Both Bishop T.D. Jakes and Bishop Harry Jackson, Jr. are vibrant African American pastors with large multicultural congregations and enormous influence over portions of America's faith community. Yet their behavior toward the families of the American Family Outing has been very different.
Bishop Jakes and Bishop Jackson received similar letters from Soulforce and our partnering organizations in December, 2007, and March, 2008. Both letters asked the bishops to participate in a time of fellowship -- to break bread and have conversation with same-gender families. (Links to letters below.)
Bishop T.D. Jakes and his staff responded to our letters with honesty and integrity. During our visit, we felt true Christian hospitality and a willingness to engage those with whom they differ with respect and dignity. Bishop Jakes personally telephoned Jeff Lutes to thank him for the positive manner in which Soulforce had approached him for dialogue and he agreed that further conversation was important. The welcome offered to our visiting group was consistent with Bishop Jakes' CNN.com commentary (April 14, 2008) in which he wrote:
"It has always been my goal and purpose to be a bridge builder and to not build walls. It is in that spirit that I would plead with the church to seek common ground rather than to focus on irrelevant and often erroneous information that seeks to divide."

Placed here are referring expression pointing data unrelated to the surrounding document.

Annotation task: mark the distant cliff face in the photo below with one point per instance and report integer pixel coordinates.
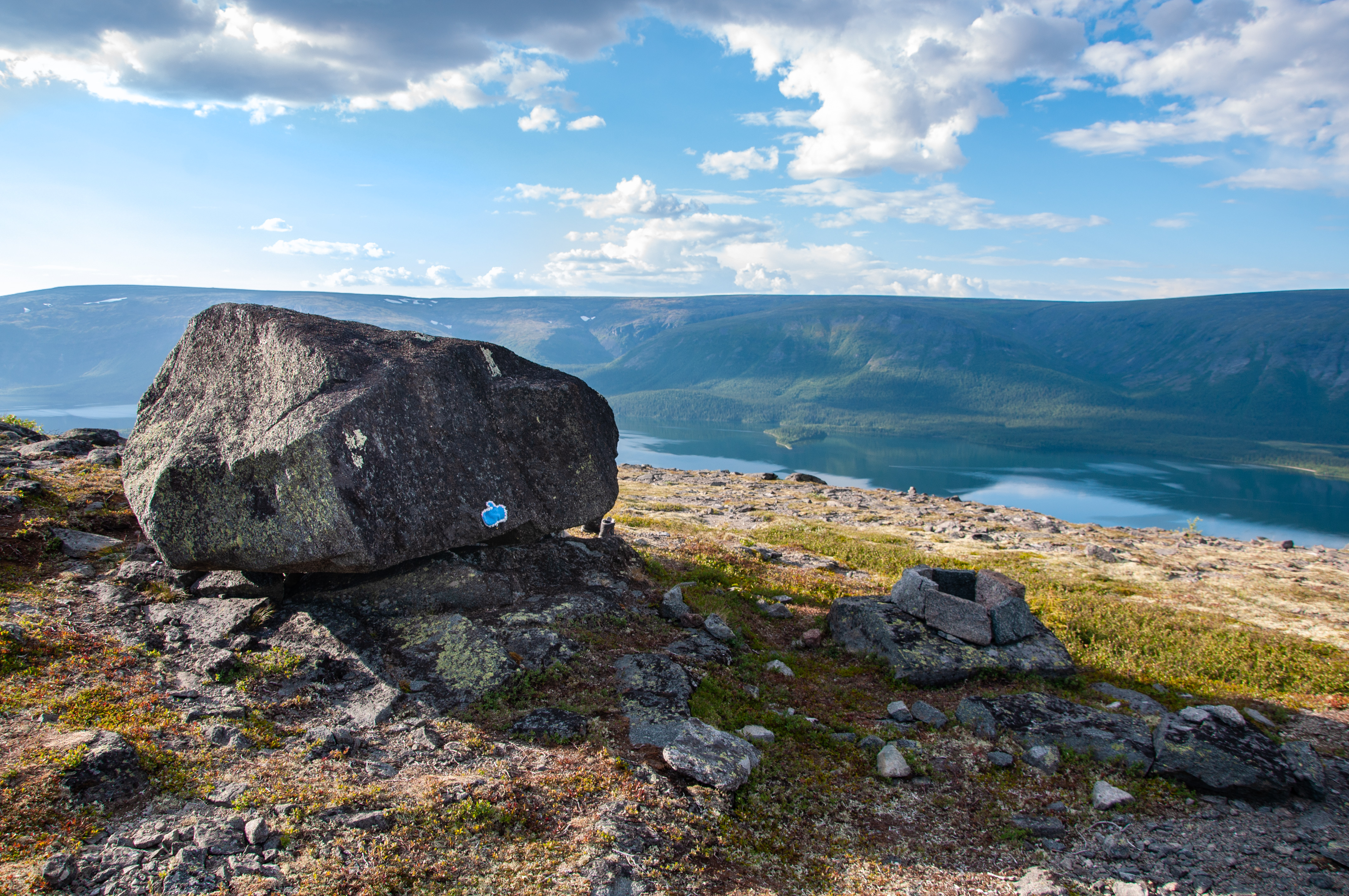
(1265, 366)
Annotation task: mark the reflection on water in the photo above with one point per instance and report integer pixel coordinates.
(1229, 500)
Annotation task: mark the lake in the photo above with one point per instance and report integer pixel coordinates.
(1107, 489)
(1238, 501)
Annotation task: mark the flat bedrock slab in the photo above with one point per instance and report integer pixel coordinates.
(1211, 756)
(923, 658)
(711, 756)
(278, 442)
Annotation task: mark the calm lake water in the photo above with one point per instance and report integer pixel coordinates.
(1107, 489)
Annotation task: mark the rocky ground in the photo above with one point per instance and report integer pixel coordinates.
(173, 735)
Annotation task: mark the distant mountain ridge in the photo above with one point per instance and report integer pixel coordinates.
(1167, 376)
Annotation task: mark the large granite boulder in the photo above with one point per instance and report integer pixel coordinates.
(919, 654)
(277, 442)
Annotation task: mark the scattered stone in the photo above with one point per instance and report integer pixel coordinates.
(919, 655)
(551, 724)
(757, 735)
(83, 544)
(672, 605)
(1107, 797)
(929, 714)
(369, 821)
(227, 794)
(107, 771)
(60, 871)
(655, 693)
(1039, 882)
(977, 717)
(1142, 703)
(1041, 826)
(424, 740)
(278, 442)
(889, 763)
(257, 832)
(1045, 758)
(1257, 716)
(711, 756)
(899, 712)
(715, 627)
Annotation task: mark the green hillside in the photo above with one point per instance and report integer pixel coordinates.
(1250, 376)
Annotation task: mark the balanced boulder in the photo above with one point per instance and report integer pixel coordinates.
(278, 442)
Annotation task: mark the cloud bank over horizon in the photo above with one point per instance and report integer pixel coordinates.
(883, 109)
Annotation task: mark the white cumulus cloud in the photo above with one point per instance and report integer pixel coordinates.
(541, 118)
(738, 165)
(941, 206)
(324, 248)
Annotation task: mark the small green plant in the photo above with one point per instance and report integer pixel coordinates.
(14, 420)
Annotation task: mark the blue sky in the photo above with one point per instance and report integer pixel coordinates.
(1057, 150)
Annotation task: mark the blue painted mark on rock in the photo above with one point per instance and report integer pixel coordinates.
(495, 515)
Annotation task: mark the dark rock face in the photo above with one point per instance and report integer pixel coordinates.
(102, 438)
(552, 724)
(276, 442)
(919, 655)
(1215, 756)
(109, 770)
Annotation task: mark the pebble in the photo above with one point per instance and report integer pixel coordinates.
(889, 763)
(1106, 797)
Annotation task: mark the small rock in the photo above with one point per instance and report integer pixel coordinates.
(757, 735)
(227, 794)
(1195, 714)
(1039, 825)
(715, 627)
(257, 832)
(59, 871)
(552, 724)
(711, 758)
(929, 714)
(1106, 797)
(425, 740)
(1257, 716)
(369, 821)
(889, 763)
(1225, 714)
(976, 717)
(899, 712)
(1043, 758)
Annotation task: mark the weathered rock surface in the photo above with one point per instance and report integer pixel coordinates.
(552, 724)
(1209, 755)
(83, 544)
(711, 756)
(655, 696)
(922, 656)
(277, 442)
(107, 771)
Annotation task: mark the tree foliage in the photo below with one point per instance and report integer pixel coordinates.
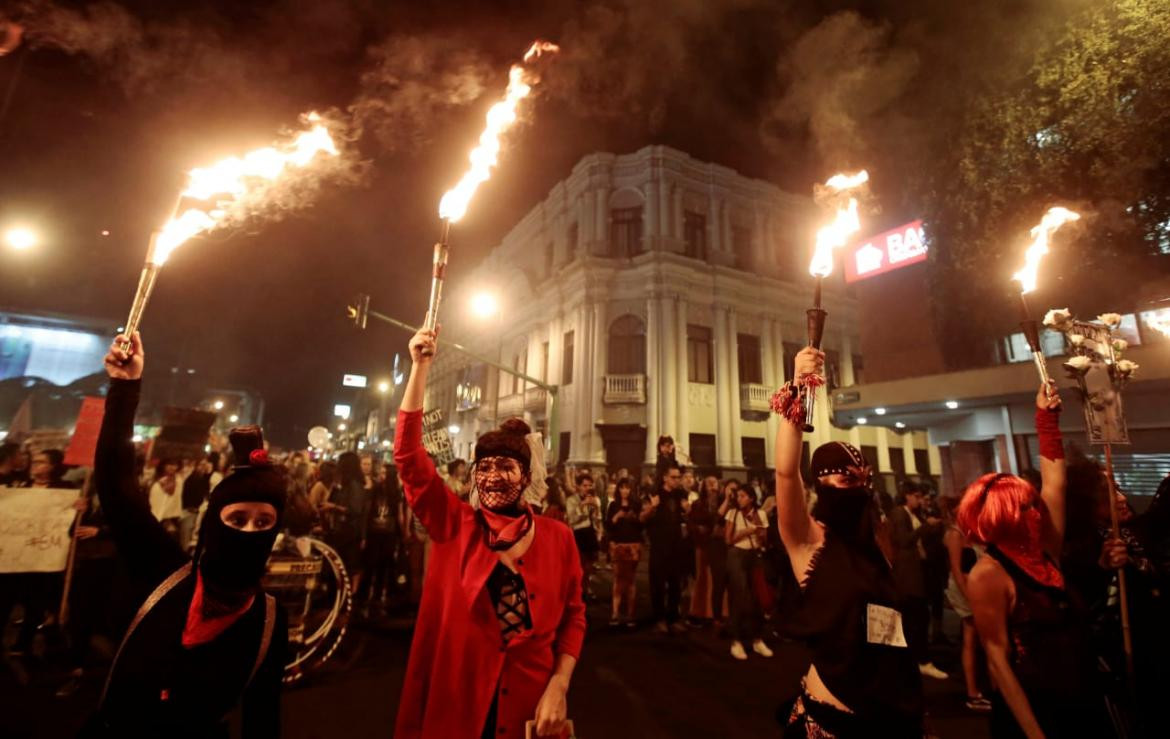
(1085, 124)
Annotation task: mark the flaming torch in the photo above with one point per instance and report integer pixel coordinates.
(828, 239)
(1041, 236)
(501, 117)
(224, 188)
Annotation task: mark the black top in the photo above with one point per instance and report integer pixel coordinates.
(626, 531)
(1050, 643)
(665, 525)
(880, 682)
(158, 686)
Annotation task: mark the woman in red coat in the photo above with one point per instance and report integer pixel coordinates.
(502, 622)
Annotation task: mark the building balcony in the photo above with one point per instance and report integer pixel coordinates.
(625, 388)
(755, 398)
(536, 399)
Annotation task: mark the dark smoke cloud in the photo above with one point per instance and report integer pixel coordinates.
(412, 81)
(841, 77)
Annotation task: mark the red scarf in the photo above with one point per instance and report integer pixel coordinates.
(503, 531)
(202, 628)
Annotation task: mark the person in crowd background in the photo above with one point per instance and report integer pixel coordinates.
(583, 511)
(1039, 651)
(961, 557)
(663, 519)
(745, 531)
(906, 531)
(625, 534)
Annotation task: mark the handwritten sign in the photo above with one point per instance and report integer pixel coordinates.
(34, 529)
(80, 451)
(436, 439)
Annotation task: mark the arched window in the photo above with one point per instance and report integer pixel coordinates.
(627, 346)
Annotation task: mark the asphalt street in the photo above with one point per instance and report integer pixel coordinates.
(628, 684)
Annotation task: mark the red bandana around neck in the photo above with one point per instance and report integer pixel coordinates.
(503, 531)
(201, 628)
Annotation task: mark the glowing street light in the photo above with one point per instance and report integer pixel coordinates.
(20, 239)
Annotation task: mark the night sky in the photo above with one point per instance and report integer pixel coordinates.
(107, 104)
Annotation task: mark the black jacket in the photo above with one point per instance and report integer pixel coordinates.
(158, 688)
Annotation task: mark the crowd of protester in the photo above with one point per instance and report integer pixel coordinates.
(709, 546)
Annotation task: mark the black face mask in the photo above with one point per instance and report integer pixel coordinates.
(848, 513)
(234, 560)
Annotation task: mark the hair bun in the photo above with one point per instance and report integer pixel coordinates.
(516, 427)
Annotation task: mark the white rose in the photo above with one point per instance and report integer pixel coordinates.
(1057, 317)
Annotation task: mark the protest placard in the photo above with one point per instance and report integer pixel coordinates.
(34, 529)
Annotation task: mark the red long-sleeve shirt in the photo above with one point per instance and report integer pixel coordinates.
(459, 661)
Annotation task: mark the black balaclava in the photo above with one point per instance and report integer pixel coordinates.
(229, 560)
(850, 513)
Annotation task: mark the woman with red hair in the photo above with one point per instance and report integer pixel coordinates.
(1037, 647)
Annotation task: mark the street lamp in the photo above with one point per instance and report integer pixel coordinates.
(20, 237)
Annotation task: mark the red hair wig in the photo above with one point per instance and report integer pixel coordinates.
(992, 508)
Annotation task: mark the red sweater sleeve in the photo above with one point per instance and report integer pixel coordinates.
(435, 505)
(571, 632)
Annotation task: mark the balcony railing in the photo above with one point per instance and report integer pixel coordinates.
(625, 388)
(755, 398)
(535, 399)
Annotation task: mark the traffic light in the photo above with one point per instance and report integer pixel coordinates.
(358, 310)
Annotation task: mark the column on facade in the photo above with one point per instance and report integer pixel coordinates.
(847, 378)
(601, 218)
(722, 389)
(585, 222)
(734, 412)
(653, 379)
(600, 352)
(668, 368)
(682, 392)
(773, 378)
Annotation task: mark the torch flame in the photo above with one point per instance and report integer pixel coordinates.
(847, 222)
(234, 177)
(1041, 235)
(501, 117)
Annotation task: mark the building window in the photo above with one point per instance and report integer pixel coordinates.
(755, 454)
(699, 354)
(790, 357)
(566, 360)
(702, 453)
(626, 232)
(741, 243)
(694, 234)
(627, 346)
(750, 366)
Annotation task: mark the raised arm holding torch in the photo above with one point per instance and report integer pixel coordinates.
(501, 117)
(828, 239)
(1041, 235)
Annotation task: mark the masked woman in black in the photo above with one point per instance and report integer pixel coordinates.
(864, 681)
(206, 637)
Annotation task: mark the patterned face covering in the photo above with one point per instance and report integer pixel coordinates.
(500, 482)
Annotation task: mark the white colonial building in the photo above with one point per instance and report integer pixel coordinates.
(660, 295)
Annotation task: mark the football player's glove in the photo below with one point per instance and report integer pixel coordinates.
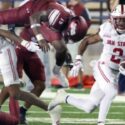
(77, 66)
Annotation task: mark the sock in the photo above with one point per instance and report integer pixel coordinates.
(14, 107)
(82, 104)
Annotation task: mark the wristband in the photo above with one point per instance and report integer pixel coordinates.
(79, 57)
(39, 37)
(35, 25)
(24, 42)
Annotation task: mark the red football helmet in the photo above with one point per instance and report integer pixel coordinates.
(76, 29)
(58, 19)
(118, 18)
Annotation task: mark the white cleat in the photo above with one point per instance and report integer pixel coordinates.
(59, 98)
(55, 115)
(63, 80)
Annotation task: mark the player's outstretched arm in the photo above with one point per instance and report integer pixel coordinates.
(35, 21)
(31, 46)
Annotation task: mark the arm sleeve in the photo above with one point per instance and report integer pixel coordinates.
(16, 15)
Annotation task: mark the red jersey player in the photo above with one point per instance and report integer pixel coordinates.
(67, 26)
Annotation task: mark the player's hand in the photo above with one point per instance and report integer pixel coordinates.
(122, 67)
(30, 46)
(77, 66)
(44, 45)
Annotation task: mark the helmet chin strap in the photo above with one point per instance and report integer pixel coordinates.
(120, 31)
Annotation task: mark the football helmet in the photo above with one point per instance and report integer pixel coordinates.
(118, 18)
(76, 29)
(58, 19)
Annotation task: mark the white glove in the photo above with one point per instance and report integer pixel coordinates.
(77, 66)
(122, 68)
(56, 70)
(30, 46)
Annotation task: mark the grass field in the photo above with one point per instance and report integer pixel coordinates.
(73, 116)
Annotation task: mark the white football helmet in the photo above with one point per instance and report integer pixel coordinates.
(118, 18)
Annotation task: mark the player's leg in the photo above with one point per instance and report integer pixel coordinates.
(3, 95)
(86, 104)
(61, 51)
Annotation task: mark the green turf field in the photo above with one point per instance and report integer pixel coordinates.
(73, 116)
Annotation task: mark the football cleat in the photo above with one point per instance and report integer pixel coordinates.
(63, 80)
(60, 97)
(55, 115)
(23, 116)
(100, 123)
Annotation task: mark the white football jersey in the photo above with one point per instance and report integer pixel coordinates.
(114, 45)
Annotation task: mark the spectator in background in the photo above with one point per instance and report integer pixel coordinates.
(80, 10)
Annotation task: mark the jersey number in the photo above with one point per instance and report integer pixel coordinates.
(119, 52)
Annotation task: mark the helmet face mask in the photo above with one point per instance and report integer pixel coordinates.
(118, 18)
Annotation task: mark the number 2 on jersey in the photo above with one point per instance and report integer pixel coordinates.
(119, 52)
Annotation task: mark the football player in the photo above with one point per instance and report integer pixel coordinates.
(8, 67)
(106, 70)
(11, 118)
(61, 24)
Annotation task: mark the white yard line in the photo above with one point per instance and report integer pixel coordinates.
(77, 121)
(50, 95)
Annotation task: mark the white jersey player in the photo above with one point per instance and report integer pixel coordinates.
(104, 90)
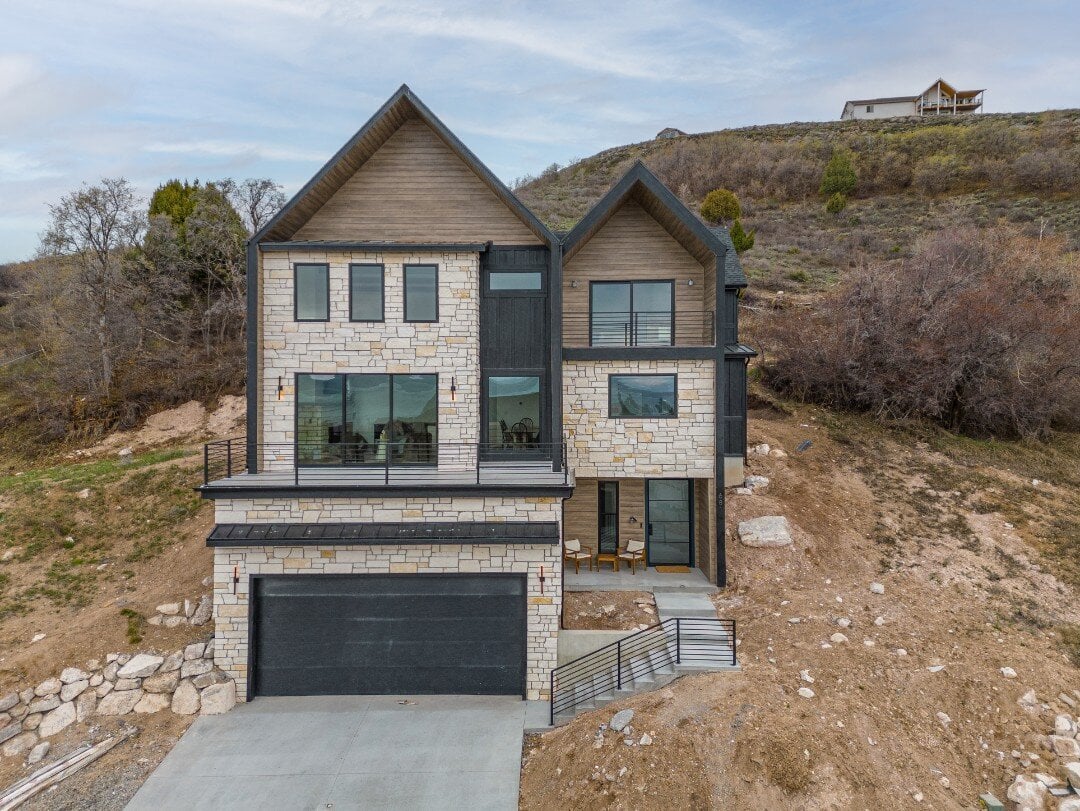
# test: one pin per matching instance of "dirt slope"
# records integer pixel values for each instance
(964, 588)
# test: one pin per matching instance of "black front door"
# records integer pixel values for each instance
(669, 511)
(607, 511)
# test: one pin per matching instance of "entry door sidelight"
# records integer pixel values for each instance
(607, 530)
(669, 510)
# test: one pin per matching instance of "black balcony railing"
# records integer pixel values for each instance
(638, 329)
(391, 462)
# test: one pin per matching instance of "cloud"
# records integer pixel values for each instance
(234, 149)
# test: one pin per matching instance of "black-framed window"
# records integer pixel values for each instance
(366, 293)
(649, 396)
(514, 411)
(632, 313)
(366, 419)
(311, 292)
(421, 293)
(504, 280)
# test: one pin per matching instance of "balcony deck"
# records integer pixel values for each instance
(458, 469)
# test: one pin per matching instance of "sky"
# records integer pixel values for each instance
(207, 89)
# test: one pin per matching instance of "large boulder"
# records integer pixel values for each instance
(769, 530)
(217, 699)
(186, 699)
(151, 702)
(59, 719)
(161, 681)
(140, 665)
(119, 702)
(1027, 793)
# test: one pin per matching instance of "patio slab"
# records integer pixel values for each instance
(647, 580)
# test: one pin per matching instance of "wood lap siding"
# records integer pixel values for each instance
(415, 189)
(632, 245)
(580, 511)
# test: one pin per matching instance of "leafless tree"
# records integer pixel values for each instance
(256, 199)
(94, 231)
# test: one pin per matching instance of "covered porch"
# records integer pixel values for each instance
(669, 523)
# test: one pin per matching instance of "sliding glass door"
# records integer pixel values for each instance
(366, 419)
(632, 313)
(669, 514)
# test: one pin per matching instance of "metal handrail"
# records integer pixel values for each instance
(225, 459)
(639, 328)
(607, 668)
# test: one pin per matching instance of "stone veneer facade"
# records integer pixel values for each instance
(603, 447)
(448, 348)
(543, 610)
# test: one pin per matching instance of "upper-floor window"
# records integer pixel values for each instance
(421, 293)
(311, 292)
(514, 280)
(366, 293)
(632, 313)
(642, 395)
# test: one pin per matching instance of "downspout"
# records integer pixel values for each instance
(253, 356)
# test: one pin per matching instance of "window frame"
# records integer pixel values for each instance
(405, 270)
(632, 312)
(296, 288)
(382, 292)
(673, 416)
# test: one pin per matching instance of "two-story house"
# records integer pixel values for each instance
(440, 391)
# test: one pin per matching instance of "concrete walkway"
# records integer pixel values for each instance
(352, 752)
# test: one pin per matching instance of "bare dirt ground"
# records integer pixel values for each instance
(979, 575)
(608, 610)
(89, 546)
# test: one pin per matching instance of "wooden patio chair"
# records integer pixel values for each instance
(572, 551)
(633, 553)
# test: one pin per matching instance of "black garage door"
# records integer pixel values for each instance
(356, 634)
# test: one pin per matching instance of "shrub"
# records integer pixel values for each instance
(976, 330)
(740, 239)
(719, 205)
(839, 176)
(836, 203)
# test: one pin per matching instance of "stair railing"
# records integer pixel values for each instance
(674, 641)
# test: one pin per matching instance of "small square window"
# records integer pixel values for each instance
(643, 396)
(366, 293)
(311, 292)
(421, 293)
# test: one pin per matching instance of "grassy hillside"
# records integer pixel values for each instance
(914, 176)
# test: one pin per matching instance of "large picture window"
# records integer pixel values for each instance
(513, 413)
(631, 313)
(365, 293)
(311, 292)
(421, 293)
(643, 395)
(366, 419)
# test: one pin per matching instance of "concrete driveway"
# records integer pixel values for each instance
(351, 752)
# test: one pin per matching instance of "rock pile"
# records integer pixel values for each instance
(171, 614)
(1033, 792)
(185, 681)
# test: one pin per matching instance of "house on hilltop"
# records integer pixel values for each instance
(940, 98)
(447, 402)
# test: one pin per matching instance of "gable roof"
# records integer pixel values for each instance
(638, 184)
(399, 108)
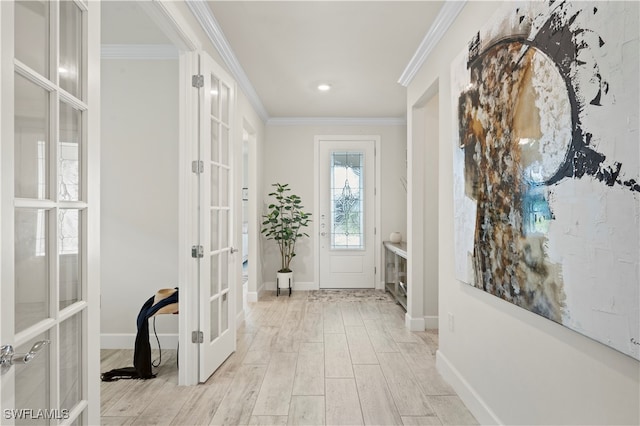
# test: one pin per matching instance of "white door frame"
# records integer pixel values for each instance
(379, 284)
(89, 304)
(254, 220)
(166, 15)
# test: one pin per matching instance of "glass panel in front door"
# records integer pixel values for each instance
(32, 35)
(49, 182)
(70, 65)
(31, 267)
(33, 381)
(31, 149)
(347, 200)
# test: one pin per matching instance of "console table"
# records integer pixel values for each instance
(395, 274)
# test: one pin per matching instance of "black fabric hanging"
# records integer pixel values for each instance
(142, 350)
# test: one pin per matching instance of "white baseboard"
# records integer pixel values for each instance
(469, 396)
(239, 319)
(297, 285)
(431, 322)
(252, 296)
(414, 324)
(128, 340)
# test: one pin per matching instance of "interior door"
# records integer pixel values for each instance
(49, 213)
(347, 213)
(217, 264)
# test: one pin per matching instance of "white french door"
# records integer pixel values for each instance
(49, 309)
(217, 213)
(346, 190)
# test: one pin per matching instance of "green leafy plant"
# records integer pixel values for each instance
(284, 222)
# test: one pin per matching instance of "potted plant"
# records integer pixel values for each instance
(284, 223)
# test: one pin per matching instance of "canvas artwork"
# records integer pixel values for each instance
(547, 164)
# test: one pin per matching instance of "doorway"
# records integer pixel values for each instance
(140, 174)
(346, 213)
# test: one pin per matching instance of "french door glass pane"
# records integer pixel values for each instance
(224, 228)
(215, 280)
(31, 140)
(69, 250)
(347, 200)
(32, 35)
(224, 188)
(214, 320)
(32, 382)
(31, 267)
(224, 100)
(215, 150)
(70, 362)
(70, 67)
(69, 165)
(224, 146)
(224, 265)
(215, 95)
(215, 187)
(214, 230)
(224, 317)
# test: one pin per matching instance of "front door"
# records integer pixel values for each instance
(49, 212)
(218, 257)
(347, 212)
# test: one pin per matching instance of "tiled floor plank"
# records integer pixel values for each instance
(335, 358)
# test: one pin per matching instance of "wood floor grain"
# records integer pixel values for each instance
(300, 360)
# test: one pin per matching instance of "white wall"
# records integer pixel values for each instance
(250, 121)
(288, 157)
(139, 192)
(430, 209)
(509, 365)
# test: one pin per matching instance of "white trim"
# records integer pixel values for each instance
(205, 17)
(173, 25)
(239, 319)
(297, 286)
(252, 296)
(414, 324)
(446, 16)
(187, 222)
(138, 51)
(480, 410)
(337, 121)
(128, 340)
(431, 322)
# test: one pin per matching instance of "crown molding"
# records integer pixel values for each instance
(138, 51)
(208, 22)
(446, 16)
(337, 121)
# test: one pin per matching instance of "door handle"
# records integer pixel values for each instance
(8, 357)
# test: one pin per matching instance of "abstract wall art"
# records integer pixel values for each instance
(547, 164)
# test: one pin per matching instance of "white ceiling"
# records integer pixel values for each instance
(361, 48)
(286, 48)
(125, 22)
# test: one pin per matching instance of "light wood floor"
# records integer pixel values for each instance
(300, 362)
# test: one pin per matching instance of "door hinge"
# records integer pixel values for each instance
(197, 337)
(197, 80)
(197, 167)
(197, 252)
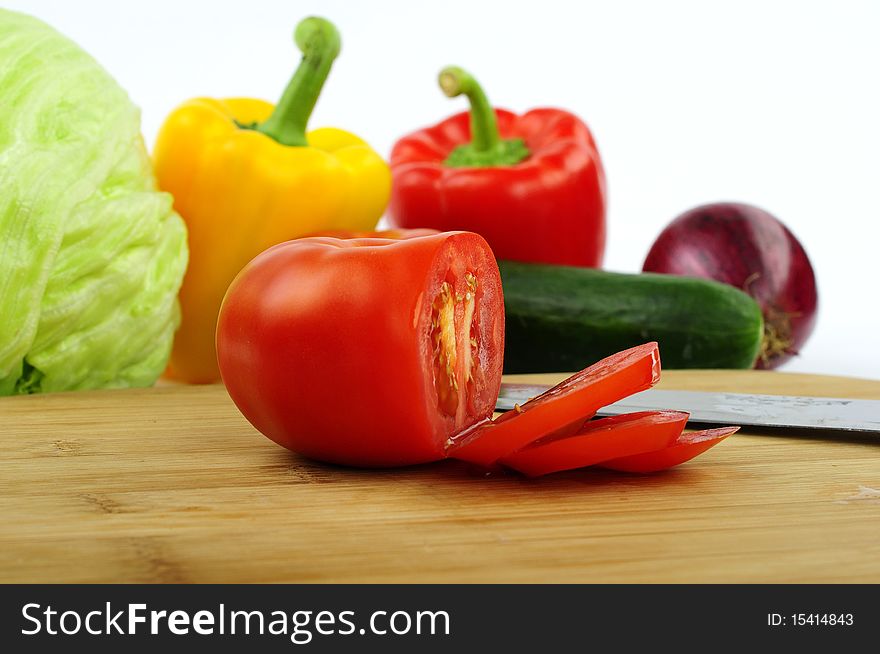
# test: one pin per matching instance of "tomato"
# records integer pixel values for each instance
(365, 352)
(686, 447)
(599, 440)
(563, 408)
(398, 234)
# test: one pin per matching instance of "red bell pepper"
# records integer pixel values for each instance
(630, 434)
(563, 409)
(686, 447)
(532, 185)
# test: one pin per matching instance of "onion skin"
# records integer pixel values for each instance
(746, 247)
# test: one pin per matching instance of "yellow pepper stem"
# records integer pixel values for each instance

The experience with Bishop Harry Jackson, Jr. was markedly different. Bishop Jackson called Jeff Lutes on May 2, 2008, and agreed to our written request for dinner, conversation, and worship with members of his church. In a charming and friendly tone, he asked that we simply call his staff with the total number of people in our party so they could prepare the appropriate amount of food. Then, on May 21, 2008, three days before the meeting, Jackson's High Impact Leadership Coalition issued a press release falsely claiming that Soulforce was planning a protest and demonstration outside his church and that he had invited us to dinner and a "debate." On Friday night, May 23, twenty-four hours before the dinner, Soulforce received an email from Hope Christian outlining a specific debate-style format in which each group would ask eight questions to the other. Nonetheless, our courageous and beautiful LGBT families proceeded in the spirit of love and nonviolence.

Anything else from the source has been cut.